For many reasons, including significant enrollment growth, Apollo seems to be in better shape than most of its competitors. But, with recent changes and heightened government and consumer interest in the student lending industry, the nation’s current economic woes, the financial pressures being felt by lenders, and the number of high risk loans awarded to students at proprietary institutions, life in the for-profit education world may become more difficult for the schools, for investors, and for students.

Typically, for-profit schools offer limited scholarships. And, such schools attract a fair number of low income students who require financial aid to continue their education. Thus, if loans become more difficult or costly to obtain, it may well be proprietary schools and the students they serve who will be impacted most dramatically.

Nobody is predicting the demise of for-profit education. In fact, recent events may make some stocks in the sector a good value. But, when the insiders of the most successful corporation in the sector sell off massive holdings for relatively small profit and a major player closes long established schools after failing to find buyers for them, many questions arise.

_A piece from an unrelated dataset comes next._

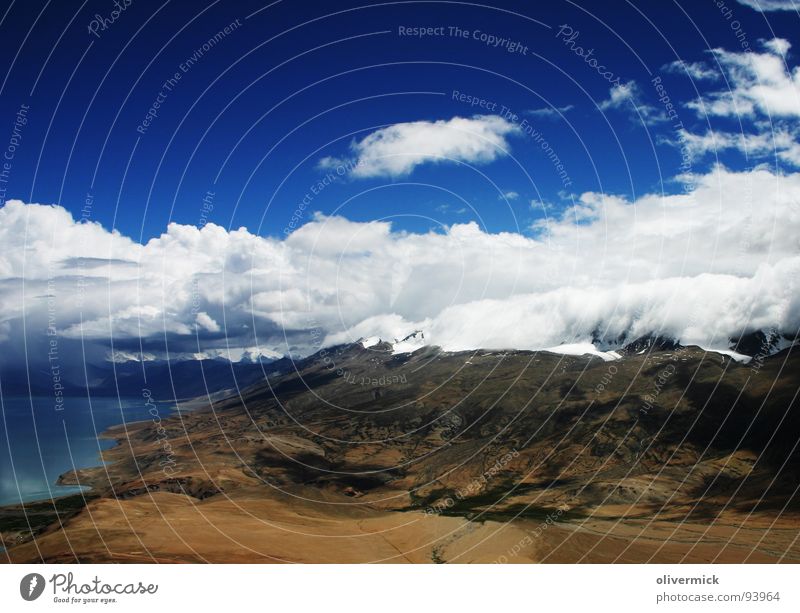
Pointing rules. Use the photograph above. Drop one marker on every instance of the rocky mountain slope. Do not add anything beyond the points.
(668, 453)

Among those questions; is a major shakeup coming in the for-profit education sector? Will we see more closings (and perhaps displaced students)? Will there be mergers or will the larger chains acquire smaller chains and/or independents? Will the small independent hair dressing schools, massage schools, and business training schools be able to survive? Will more students turn to community colleges? If so, will 25% go on to four-year colleges as they do now?

Will students, who now find online degree programs increasingly attractive, turn to online colleges in even greater numbers?

It will be very interesting and very telling to watch the trends in the fairly immediate future (perhaps 12 months) and in the next few years.